Ей шестьдесят четыре года, и она на пенсии. Она никогда раньше не путешествовала одна, но ее муж не проявил интереса к этой поездке. Она никогда раньше не совершала поступков в ответ на это желание. Она немолода. И жизненного времени у нее не так много. Чего она ждет? Почему не говорит «да» в ответ на внутреннее ощущение? Что заставляет ее поступать так? Чья-то смерть? И что она будет делать? Разведется с мужем? Он хороший человек. Они прожили вместе достойную жизнь. Зачем ей теперь бросать его? Но если она не уйдет от него, если не изменит свою жизнь, что она будет делать с этим чувством? Она не знала.
И она не знала, почему все эти вопросы возникли в ее сознании. Откуда они пришли? Рут прервала размышления и снова посмотрела на изображение Девы Марии. Она чувствовала к ней близость, которую не могла представить десять минут назад. Близость не имела никаких разумных оснований, но казалась абсолютно правильной. Она прошептала образу Девы Марии: «Я поняла». И почувствовала, произнося эти слова, странное волнение, как если бы открыла дверь чему-то незнакомому.
Когда Рут появилась из угла библиотеки, улыбнулась всем, помахала нам рукой и вышла в звездную ночь. Белая глициния закрывала вход на виллу, и высокие кусты лаванды и розмарина росли вдоль дороги, наполняя воздух благоуханием. Рут смотрела на огни Флоренции внизу и слушала лай собак вдалеке. Было прохладно, но Рут чувствовала, как в животе поднимается жар, который потом стал расходиться по телу и лицу. Ее ноги твердо стояли на земле, но ее голова словно бы открылась, как будто стенки черепа отпали и появилось пространство для волн бытия, которые проходили через нее. На какое-то время она растворилась в этом ощущении, а затем вернулась назад, в прохладный вечер, переполненная радостью. Она чувствовала то же самое, что Странник, когда воскликнул:
Взирая, я, казалось, взором пьюУлыбку мирозданья, так что зримыйИ звучный хмель вливался в грудь мою.О, радость! О, восторг невыразимый!О, жизнь, где всё — любовь и всё — покой!О верный клад, без алчности хранимый!1
Еще одна участница нашей группы, Кристина, с тех пор, как начала учиться в медицинском институте, знала, что хочет уехать из Польши. Она занималась английским языком так же серьезно, как и медициной, и в двадцать три года написала письмо в администрацию аспирантских медицинских программ в Соединенных Штатах.
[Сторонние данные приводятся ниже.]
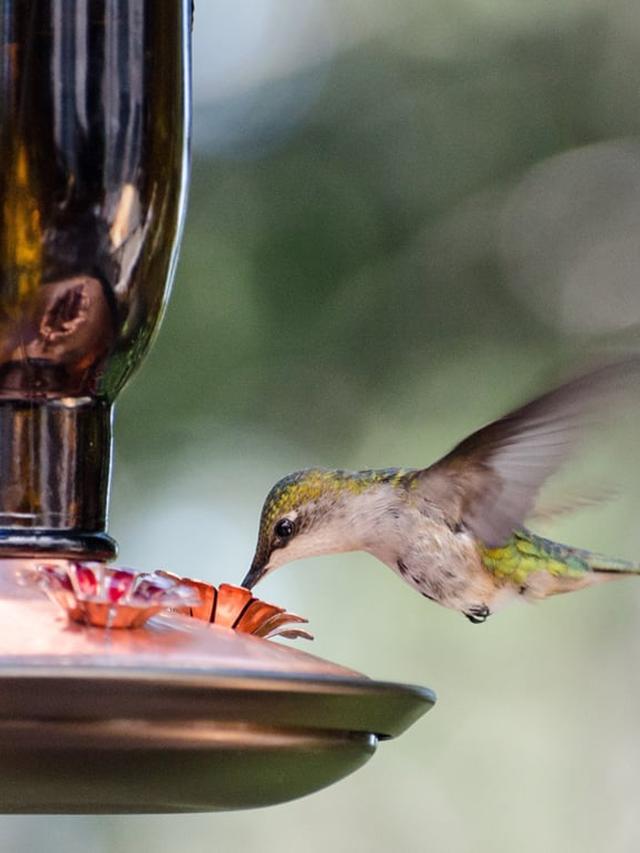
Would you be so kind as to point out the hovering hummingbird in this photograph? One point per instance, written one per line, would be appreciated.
(455, 531)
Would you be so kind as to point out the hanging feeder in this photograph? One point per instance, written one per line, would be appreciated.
(121, 692)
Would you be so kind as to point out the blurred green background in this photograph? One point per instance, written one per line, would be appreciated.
(404, 218)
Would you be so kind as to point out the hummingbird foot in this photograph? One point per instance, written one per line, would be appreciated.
(478, 614)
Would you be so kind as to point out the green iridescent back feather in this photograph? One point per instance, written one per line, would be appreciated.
(525, 553)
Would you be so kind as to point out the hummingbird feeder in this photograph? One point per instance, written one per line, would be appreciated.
(122, 691)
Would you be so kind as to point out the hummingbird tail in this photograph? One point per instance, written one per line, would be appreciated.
(613, 567)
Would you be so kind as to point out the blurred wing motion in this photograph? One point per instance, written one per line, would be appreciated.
(489, 482)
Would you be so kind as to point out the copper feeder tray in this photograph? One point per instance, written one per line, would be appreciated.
(177, 717)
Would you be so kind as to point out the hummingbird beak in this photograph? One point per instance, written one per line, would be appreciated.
(257, 570)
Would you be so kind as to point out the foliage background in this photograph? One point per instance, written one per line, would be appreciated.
(404, 218)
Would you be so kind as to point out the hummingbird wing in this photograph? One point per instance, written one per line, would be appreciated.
(489, 482)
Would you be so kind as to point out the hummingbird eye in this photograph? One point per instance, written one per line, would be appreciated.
(285, 528)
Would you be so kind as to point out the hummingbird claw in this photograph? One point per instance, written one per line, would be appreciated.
(478, 614)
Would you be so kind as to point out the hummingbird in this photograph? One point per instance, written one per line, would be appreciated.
(454, 531)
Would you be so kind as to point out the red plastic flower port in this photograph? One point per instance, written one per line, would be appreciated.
(235, 607)
(109, 597)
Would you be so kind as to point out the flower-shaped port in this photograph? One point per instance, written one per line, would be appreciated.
(109, 597)
(235, 607)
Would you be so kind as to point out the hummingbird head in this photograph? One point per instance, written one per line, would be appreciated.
(319, 511)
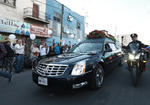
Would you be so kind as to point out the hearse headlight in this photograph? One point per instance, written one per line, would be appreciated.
(137, 56)
(131, 57)
(79, 68)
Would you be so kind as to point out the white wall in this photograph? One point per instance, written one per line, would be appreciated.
(16, 13)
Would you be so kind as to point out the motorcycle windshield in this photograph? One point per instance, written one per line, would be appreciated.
(134, 48)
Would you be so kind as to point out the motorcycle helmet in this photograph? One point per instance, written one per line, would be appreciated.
(133, 35)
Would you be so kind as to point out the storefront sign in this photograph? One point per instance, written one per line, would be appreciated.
(40, 31)
(16, 27)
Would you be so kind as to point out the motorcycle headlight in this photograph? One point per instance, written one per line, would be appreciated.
(79, 68)
(137, 56)
(131, 57)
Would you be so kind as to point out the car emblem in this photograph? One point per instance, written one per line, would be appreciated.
(46, 69)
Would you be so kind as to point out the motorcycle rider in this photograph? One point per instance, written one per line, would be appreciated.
(134, 37)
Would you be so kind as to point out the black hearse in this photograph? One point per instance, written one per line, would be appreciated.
(84, 64)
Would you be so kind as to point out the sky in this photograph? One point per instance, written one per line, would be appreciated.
(118, 17)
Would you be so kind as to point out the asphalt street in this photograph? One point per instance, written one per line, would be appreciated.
(117, 90)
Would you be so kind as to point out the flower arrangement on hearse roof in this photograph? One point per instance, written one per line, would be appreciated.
(100, 34)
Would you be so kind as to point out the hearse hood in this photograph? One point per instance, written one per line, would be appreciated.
(70, 58)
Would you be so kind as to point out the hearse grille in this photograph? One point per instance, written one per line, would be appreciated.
(51, 69)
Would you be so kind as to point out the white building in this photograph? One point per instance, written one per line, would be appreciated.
(22, 10)
(124, 39)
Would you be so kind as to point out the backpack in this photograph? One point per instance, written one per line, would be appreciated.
(10, 52)
(3, 51)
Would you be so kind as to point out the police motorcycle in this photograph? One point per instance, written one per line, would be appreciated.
(136, 62)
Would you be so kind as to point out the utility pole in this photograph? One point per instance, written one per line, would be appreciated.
(61, 34)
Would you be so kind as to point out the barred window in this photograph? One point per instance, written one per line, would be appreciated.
(9, 2)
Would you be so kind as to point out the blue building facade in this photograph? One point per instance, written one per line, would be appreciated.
(73, 23)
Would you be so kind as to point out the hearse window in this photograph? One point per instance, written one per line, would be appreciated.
(107, 46)
(87, 47)
(112, 46)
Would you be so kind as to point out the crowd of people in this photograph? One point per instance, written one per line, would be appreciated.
(15, 54)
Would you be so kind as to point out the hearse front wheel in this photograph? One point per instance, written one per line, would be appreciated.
(97, 77)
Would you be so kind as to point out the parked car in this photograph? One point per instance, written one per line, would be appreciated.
(84, 64)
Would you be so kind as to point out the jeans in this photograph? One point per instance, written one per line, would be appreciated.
(19, 63)
(5, 74)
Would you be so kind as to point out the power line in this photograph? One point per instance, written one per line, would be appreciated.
(59, 8)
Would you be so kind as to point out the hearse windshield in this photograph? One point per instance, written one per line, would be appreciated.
(86, 48)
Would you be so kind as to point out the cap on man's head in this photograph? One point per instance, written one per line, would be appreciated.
(133, 35)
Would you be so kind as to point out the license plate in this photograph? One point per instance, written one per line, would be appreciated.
(42, 81)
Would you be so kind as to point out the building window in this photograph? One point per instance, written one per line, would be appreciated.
(78, 25)
(57, 17)
(9, 2)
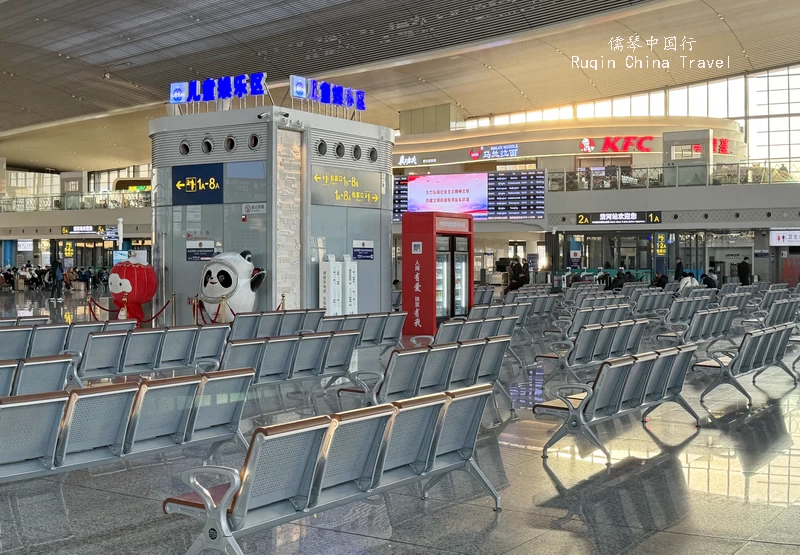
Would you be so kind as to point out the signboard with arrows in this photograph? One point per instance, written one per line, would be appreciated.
(197, 184)
(344, 187)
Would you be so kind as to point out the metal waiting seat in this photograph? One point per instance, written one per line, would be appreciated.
(622, 387)
(333, 461)
(48, 340)
(41, 375)
(14, 342)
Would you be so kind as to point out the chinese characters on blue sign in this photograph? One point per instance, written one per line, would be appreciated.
(222, 88)
(327, 93)
(197, 184)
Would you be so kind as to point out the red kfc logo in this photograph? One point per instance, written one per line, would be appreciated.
(612, 144)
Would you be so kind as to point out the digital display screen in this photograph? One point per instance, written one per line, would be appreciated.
(508, 195)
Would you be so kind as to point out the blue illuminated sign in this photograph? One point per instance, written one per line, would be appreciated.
(223, 88)
(327, 93)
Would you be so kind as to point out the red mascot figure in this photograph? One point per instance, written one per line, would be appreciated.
(132, 284)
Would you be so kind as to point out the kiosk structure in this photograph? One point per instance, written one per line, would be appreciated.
(438, 274)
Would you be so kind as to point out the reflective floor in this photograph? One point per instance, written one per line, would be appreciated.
(732, 486)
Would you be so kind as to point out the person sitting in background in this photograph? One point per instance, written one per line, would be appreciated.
(661, 280)
(708, 281)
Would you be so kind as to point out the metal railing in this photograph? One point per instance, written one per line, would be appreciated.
(622, 177)
(76, 201)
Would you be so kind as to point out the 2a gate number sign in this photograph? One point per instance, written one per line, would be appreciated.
(621, 218)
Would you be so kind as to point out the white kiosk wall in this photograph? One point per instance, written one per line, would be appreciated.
(279, 195)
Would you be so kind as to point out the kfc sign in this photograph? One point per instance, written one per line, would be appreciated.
(627, 144)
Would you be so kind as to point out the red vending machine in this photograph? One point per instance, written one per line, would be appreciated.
(438, 269)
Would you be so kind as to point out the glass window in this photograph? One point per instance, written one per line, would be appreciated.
(621, 106)
(678, 101)
(602, 109)
(758, 91)
(657, 103)
(639, 105)
(718, 99)
(736, 97)
(585, 110)
(698, 100)
(550, 114)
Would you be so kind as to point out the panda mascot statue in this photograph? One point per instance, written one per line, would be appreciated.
(230, 275)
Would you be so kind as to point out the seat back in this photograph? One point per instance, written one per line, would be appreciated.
(491, 362)
(340, 352)
(437, 367)
(466, 363)
(415, 428)
(210, 344)
(161, 411)
(280, 465)
(96, 419)
(462, 420)
(310, 354)
(14, 342)
(102, 354)
(276, 360)
(140, 354)
(245, 325)
(177, 346)
(78, 333)
(220, 402)
(448, 332)
(48, 340)
(402, 374)
(120, 325)
(8, 369)
(41, 375)
(354, 443)
(242, 353)
(40, 417)
(269, 324)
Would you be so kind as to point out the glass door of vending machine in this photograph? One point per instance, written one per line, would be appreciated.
(461, 285)
(443, 285)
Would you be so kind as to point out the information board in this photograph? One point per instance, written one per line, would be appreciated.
(197, 184)
(332, 186)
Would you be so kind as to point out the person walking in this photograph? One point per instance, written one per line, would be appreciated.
(744, 271)
(57, 275)
(678, 269)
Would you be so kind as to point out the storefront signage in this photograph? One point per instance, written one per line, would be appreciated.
(342, 187)
(197, 184)
(323, 92)
(363, 250)
(83, 229)
(784, 238)
(199, 251)
(452, 224)
(621, 218)
(627, 144)
(221, 88)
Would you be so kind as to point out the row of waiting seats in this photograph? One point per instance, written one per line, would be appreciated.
(623, 386)
(759, 350)
(24, 341)
(145, 352)
(47, 433)
(293, 357)
(593, 344)
(306, 467)
(433, 369)
(382, 329)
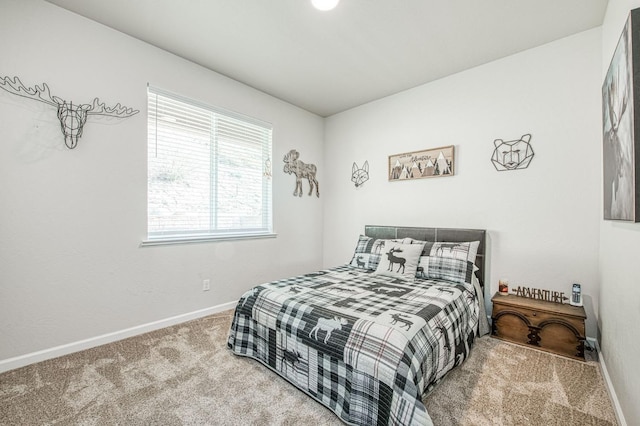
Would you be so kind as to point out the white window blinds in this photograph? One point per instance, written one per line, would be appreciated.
(208, 171)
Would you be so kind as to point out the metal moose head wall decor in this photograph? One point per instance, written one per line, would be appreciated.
(72, 116)
(302, 171)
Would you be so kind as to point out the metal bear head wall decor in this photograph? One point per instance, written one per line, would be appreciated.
(72, 116)
(512, 155)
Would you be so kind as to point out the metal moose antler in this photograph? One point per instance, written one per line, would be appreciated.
(72, 116)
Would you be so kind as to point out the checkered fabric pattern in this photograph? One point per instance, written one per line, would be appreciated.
(366, 346)
(449, 261)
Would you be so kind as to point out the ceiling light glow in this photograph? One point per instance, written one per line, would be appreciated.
(324, 4)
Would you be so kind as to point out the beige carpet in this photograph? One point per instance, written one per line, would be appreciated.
(185, 375)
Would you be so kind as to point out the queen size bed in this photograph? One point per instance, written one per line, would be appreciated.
(369, 338)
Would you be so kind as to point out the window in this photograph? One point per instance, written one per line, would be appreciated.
(208, 172)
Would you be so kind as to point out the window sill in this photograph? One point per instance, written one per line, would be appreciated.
(208, 239)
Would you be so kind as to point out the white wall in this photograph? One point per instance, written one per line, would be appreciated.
(71, 221)
(619, 255)
(542, 222)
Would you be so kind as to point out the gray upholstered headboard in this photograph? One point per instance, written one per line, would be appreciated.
(435, 234)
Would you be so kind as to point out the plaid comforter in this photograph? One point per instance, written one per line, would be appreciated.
(366, 346)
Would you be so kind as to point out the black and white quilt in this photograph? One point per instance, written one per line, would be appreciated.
(367, 346)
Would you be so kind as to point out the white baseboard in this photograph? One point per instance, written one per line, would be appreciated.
(22, 360)
(612, 392)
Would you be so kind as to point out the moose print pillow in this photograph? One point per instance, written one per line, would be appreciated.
(400, 260)
(449, 261)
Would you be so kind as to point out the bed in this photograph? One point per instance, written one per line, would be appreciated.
(369, 338)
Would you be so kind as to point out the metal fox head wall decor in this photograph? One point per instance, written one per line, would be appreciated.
(72, 116)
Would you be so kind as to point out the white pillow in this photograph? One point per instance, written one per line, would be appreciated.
(399, 260)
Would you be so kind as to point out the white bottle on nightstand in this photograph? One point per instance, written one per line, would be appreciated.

Ее стремление поехать в Америку семья то одобряла, то осуждала — домашние пытались навязать ей чувство вины. Она получила прозвище Американка.
Кристина могла видеть шире своей культурно обусловленной среды. Она чувствовала свое внутреннее предназначение и знала, что существует что-то для нее там, в более широком мире. Глубокой ночью, когда другие спали, Кристина напряженно обдумывала новые идеи. Она считала, что ум — ее личное сокровище, и порой по ночам, лежа в постели, благодарила свой ум и говорила ему, что любит его.